L’avènement de la photographie numérique a bouleversé nos habitudes. N’étant plus limité par les changements de pellicules, leur coût ainsi que celui de leur développement, le photographe multiplie les prises : on peut tout photographier. Dans le lot, il y en aura quelques unes de bonnes et, même, les logiciels de retouche viendront sauver le chef d’œuvre en péril. Mais très rapidement, apparait un problème très concret : comment traiter et classer ces centaines, voire ces milliers de prises ? Évidemment, la taille des disques fait qu’il n’y a plus vraiment besoin de se soucier du rangement. Mais, enfin, que reste-t-il de tout cela à part le diaporama qui tourne en boucle pour nous rappeler que nous avons été en vacances (ce qui nous ramène au point précédent) ?
Une alternative, consiste, encore une fois, à privilégier la qualité sur la quantité et à adopter la même démarche que celle du temps de la photo analogique : penser la photographie avant de déclencher, étudier le cadrage, la lumière, le sujet, etc. Et faire en sorte de revenir avec les morceaux choisis.
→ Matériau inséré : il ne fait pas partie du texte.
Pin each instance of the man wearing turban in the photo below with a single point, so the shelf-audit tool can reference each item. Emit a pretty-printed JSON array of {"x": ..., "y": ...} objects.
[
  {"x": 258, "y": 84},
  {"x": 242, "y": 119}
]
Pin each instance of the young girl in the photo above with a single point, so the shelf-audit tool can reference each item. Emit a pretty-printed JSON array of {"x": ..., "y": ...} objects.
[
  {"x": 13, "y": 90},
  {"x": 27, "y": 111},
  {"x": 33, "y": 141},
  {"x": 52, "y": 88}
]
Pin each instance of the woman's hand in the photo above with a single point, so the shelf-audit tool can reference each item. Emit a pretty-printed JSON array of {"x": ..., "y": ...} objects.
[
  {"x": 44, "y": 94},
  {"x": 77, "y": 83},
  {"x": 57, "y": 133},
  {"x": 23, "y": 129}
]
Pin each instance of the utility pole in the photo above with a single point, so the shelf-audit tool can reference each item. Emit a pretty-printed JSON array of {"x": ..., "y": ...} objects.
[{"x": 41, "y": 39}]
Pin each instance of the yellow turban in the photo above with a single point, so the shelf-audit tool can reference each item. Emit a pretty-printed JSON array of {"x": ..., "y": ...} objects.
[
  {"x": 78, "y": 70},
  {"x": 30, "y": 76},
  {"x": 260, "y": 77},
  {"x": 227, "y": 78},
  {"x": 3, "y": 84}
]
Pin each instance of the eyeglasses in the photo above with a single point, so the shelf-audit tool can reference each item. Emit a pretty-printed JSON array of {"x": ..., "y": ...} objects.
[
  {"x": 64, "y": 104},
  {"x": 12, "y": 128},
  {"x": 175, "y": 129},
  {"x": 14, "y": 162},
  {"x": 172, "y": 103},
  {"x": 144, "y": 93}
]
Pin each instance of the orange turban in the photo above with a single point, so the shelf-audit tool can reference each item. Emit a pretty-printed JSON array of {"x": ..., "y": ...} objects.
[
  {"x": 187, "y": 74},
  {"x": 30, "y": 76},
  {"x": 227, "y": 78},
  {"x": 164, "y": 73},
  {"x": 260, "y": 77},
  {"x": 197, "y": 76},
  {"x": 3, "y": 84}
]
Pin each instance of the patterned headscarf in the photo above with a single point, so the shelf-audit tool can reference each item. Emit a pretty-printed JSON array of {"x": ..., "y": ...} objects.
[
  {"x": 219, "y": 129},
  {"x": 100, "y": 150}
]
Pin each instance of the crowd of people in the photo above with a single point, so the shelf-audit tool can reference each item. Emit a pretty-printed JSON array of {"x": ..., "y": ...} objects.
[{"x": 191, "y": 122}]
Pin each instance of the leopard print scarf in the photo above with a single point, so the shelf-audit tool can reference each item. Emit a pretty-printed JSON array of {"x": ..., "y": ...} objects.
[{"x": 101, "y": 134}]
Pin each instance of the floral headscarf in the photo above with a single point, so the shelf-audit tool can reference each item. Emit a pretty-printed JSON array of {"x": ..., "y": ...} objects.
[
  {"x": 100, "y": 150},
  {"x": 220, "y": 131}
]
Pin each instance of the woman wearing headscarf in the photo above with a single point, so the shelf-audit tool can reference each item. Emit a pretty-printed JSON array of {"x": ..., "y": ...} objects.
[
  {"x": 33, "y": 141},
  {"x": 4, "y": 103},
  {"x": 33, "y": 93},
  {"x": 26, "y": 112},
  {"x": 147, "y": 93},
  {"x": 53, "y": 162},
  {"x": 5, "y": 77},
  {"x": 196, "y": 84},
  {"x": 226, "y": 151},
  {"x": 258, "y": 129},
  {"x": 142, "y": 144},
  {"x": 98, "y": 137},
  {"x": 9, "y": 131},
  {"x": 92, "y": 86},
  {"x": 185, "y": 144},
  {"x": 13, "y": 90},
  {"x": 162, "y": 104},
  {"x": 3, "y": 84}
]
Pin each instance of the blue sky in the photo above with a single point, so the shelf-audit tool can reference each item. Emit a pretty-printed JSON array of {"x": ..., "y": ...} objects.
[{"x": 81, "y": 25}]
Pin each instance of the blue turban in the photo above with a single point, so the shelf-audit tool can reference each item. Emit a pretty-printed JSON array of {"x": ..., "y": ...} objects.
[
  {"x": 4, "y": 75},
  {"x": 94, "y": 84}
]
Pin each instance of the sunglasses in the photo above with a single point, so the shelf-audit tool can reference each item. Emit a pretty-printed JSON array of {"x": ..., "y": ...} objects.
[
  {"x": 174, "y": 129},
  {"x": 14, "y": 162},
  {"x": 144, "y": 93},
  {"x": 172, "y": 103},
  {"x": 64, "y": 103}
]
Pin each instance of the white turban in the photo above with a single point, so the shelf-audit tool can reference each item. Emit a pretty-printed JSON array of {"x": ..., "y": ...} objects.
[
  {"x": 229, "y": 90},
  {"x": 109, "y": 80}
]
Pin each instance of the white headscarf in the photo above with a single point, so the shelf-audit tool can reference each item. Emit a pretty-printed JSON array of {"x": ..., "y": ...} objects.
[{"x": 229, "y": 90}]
Comment passer mon week-end ?
Ou notre week-end ? Je ne vais pas détailler ce que recouvre l’habitude de systématiquement ramener des dossiers ou ses problèmes à la maison. Ou de consacrer plusieurs heures à faire les courses. Ne serait-il pas plus sain, plus constructif, d’avoir au moins un ou plusieurs créneaux de réelle vie commune où l’on partage une ou plusieurs activités (bon, d’accord, les courses en sont une, sort of…) ? Ou de jouer à des jeux de sociétés, etc. ? Bref, de dialoguer, de se parler ?
De la déconnexion en voyage
C’est en ayant un peu tout cela à l’esprit que je suis parti en vacances cet été, bien décidé à débrancher. Or, pour différentes raisons tant professionnelles (je suis consultant, après-tout) que personnelles, la déconnexion totale n’était pas à l’ordre du jour. En revanche, j’étais fermement déterminé à m’imposer et, surtout, à respecter quelques règles simples !
L’ordinateur portable : déconnexion totale
C’est ma première victime, même s’il s’agit d’un ultra portable. Tout d’abord, parce que voyager léger, même lorsque « c’est la voiture qui porte » accentue la sensation de vacances. Ensuite, parce que, c’est décidé, je ne traiterai aucun dossier. Enfin, parce que je suis cohérent avec ce que j’ai écrit plus haut à propos des photos : la première raison qui, dans le passé, m’a poussé à emporter mon portable en vacances était le traitement quotidien de mes photos ; à partir du moment où je me suis mis à pratiquer « le tri sélectif », ce besoin n’était plus avéré.
Le smartphone : très forte déconnexion
Il s’agit ici de l’appareil qui sert à téléphoner (d’autres fonctionnalités suivent). Lui, je l’emporte, mais :
- sur vibreur ;
- dans le sac à dos pendant mes déplacements ;
- je le consulte deux fois par jour. Le matin et en début de soirée. Pour vérifier les messages (donc pas de réponse en direct, d’ailleurs il est dans le sac) et y répondre, en fonction de mes critères d’urgence, le lendemain ou à mon retour et certainement pas le week-end (avec une exception pour les SMS familiaux mais il n’y a pas d’abus de ce côté-ci).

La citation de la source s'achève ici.